Der Maler Canaletto hatte in Dresden nicht das gefunden, was er erhofft hatte, (wen wundert es). Daher zog er weiter gen Osten, nach Warschau. Und malte dort die königliche Stadt. Das wurde zum großen Glück für den Wiederaufbau eines Teils der Altstadt nach Ende des II. Weltkriegs, nachdem auf Befehl Hitlers dort kein Stein auf dem anderen hatte bleiben dürfen. Als zynischer Höhepunkt der Zerstörung wurden auch alle Pläne der Stadt vernichtet. Das heute touristische Highlight Warschauer Altstadt konnte nach den Gemälden Canalettos rekonstruiert werden.

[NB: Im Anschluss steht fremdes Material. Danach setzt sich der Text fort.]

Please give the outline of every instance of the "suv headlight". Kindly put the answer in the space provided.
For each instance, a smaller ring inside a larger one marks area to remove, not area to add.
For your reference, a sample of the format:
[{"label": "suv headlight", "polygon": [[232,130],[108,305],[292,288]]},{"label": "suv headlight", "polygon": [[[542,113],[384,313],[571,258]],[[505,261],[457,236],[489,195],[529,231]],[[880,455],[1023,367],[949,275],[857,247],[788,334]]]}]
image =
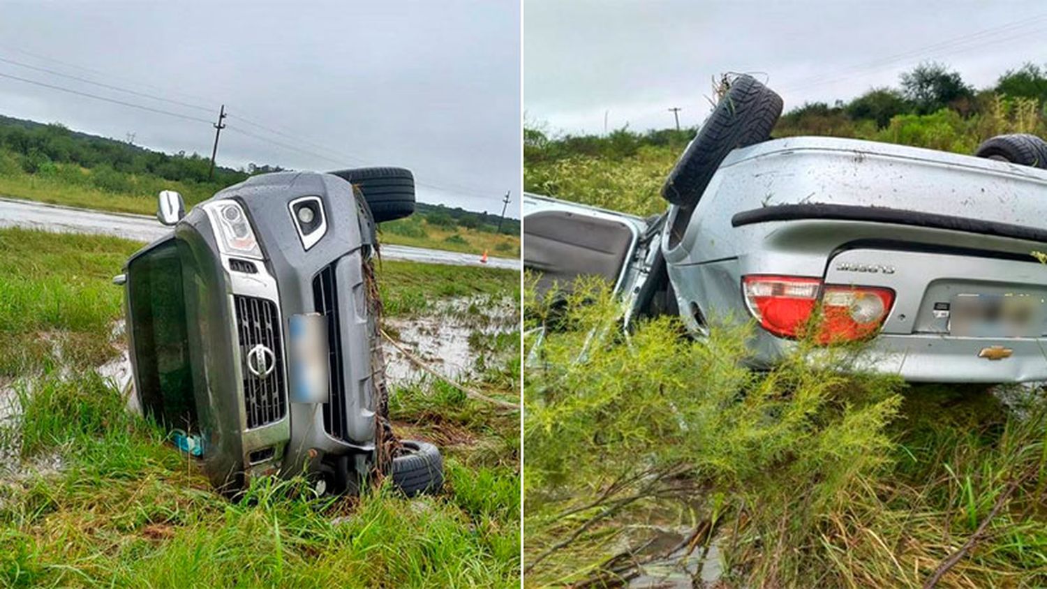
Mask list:
[{"label": "suv headlight", "polygon": [[210,218],[210,225],[218,237],[219,249],[228,255],[243,255],[262,259],[262,250],[254,239],[254,230],[244,214],[240,203],[221,200],[203,205]]}]

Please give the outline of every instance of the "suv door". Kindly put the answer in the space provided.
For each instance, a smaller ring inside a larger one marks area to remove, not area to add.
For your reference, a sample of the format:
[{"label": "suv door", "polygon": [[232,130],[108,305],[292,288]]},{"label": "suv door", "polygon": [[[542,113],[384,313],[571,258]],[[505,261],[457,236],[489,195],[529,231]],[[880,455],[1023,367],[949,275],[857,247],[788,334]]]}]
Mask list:
[{"label": "suv door", "polygon": [[580,276],[600,276],[626,302],[625,322],[645,310],[642,293],[661,253],[663,218],[640,217],[524,195],[524,268],[538,273],[544,294],[571,288]]}]

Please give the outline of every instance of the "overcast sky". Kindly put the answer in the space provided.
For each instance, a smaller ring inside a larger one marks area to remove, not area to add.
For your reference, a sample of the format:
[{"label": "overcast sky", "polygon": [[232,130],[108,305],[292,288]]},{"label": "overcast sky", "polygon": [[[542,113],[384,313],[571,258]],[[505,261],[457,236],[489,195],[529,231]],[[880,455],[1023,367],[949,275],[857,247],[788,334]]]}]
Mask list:
[{"label": "overcast sky", "polygon": [[609,130],[667,128],[670,107],[695,126],[729,71],[763,72],[789,110],[897,86],[922,60],[977,87],[1047,63],[1037,2],[526,0],[524,26],[524,108],[553,132],[602,133],[605,114]]},{"label": "overcast sky", "polygon": [[[499,212],[506,190],[519,202],[519,18],[516,2],[484,0],[0,0],[0,59],[205,110],[2,61],[0,73],[207,120],[224,103],[223,165],[402,165],[421,201]],[[208,122],[4,77],[0,114],[166,152],[209,156],[214,139]]]}]

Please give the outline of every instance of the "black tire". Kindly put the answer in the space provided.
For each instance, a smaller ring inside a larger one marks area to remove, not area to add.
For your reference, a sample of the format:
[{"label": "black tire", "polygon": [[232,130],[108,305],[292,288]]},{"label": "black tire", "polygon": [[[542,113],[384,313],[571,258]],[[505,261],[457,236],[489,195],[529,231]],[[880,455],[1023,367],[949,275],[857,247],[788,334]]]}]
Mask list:
[{"label": "black tire", "polygon": [[444,459],[427,441],[400,441],[400,455],[393,458],[393,484],[407,497],[437,493],[444,485]]},{"label": "black tire", "polygon": [[975,155],[1047,169],[1047,141],[1026,133],[989,137],[978,145]]},{"label": "black tire", "polygon": [[734,78],[676,160],[662,197],[674,205],[693,207],[731,150],[765,141],[781,114],[781,96],[751,75]]},{"label": "black tire", "polygon": [[375,223],[403,219],[415,212],[415,175],[409,169],[356,167],[331,174],[360,188]]}]

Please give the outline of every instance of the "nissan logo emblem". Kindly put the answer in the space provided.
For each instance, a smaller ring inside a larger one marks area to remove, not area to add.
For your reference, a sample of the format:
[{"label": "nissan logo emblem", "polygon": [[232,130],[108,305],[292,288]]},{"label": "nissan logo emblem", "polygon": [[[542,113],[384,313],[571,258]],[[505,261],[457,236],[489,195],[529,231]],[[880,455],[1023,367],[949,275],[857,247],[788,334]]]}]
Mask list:
[{"label": "nissan logo emblem", "polygon": [[255,378],[268,378],[275,367],[276,357],[273,356],[271,349],[261,343],[247,353],[247,370],[254,375]]}]

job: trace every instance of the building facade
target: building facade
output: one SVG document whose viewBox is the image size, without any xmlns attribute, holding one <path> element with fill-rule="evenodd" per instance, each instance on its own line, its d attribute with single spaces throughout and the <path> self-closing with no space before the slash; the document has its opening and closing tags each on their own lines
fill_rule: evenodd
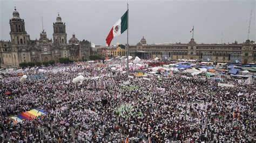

In der polnischen Stadt Zamość fühlt sich der Besucher wie in der Toskana. Erbaut wurde sie vom italienischen Architekten Bernardo Morando, der vom polnischen Heerführer Zamoyski engagiert worden war, nachdem dieser die Russen geschlagen hatte. Wer weiß schon, dass dieser Zamoyski Rektor der Universität Padua war?

Politische Agression im Graffiti der rechtsradikalen Fußball-Hoolygans in Cagliari und die Sicht des KGB-Chefs Kalinin auf den Nachbarn in den 20-ern Jahren als Schweinehund.

Irgendwann gab es 50 Paare an Foto-Beispielen italienisch-polnischer Nähe. Da wurde die Idee eines Kalenders geboren: 52 Fotos für 52 Wochen des Jahres. Für das letzte Paar existiert für Italien ein Foto der Malerei auf der Terrasse eines sardischen Cafés, eines wilden Reiters beim Angriff. Auf die Frage, wer das sei, erzählte der Wirt, das sei Guiseppe Garibaldi, der Freiheitskämpfer für die Einheit Italiens. Dazu fehlte nun das Pendant aus Polen, von denen es ja jede Menge gibt. Kein Wunder, fielen doch Völker aus allen Himmelsrichtungen in Polen ein, von denen es sich über Jahrhunderte zu befreien galt. Bei der Google-Suche tauchte ein Jan Henryk Dąbrowski auf.

Und da kam die „Erleuchtung“, dass es sich nicht um italienisch-polnische Zufalls-Ereignisse handelte, sondern die logische Folge aus der Historie. An dem Abenteuer der Polen in Italien ist Napoleon schon der Verantwortliche. Hatte er doch versprochen, das auf der europäischen Landkarte nicht mehr existente Land von seinen Besetzern Russen, Preußen und Österreichern zu befreien. Diese Vision begeisterte Dąbrowski und er zog mit seinen polnischen Soldaten los. Allerdings nicht gleich gegen die verhassten Besatzungsmächte. Zunächst gäbe es laut Napoleon in Italien noch etwas zu tun. Dort spielten sich dann heftige Kämpfe ab. Was aus Napoleon geworden ist, ist allgemein bekannt: Alles verloren, ab auf die Senioreninsel, nichts war mehr mit Befreiung der Polen. Diese zogen dann ernüchtert wieder Richtung Weichsel, um den Aufstand alleine zu versuchen. Dabei sangen sie ein Lied, dessen erste Zeile lautet: „Noch ist Polen nicht verloren.“ Und wenig später heißt es: „Marsch, marsch Dąbrowski, von italienischer Erde nach Polen.“ Bis heute ist dies ihre Nationalhymne.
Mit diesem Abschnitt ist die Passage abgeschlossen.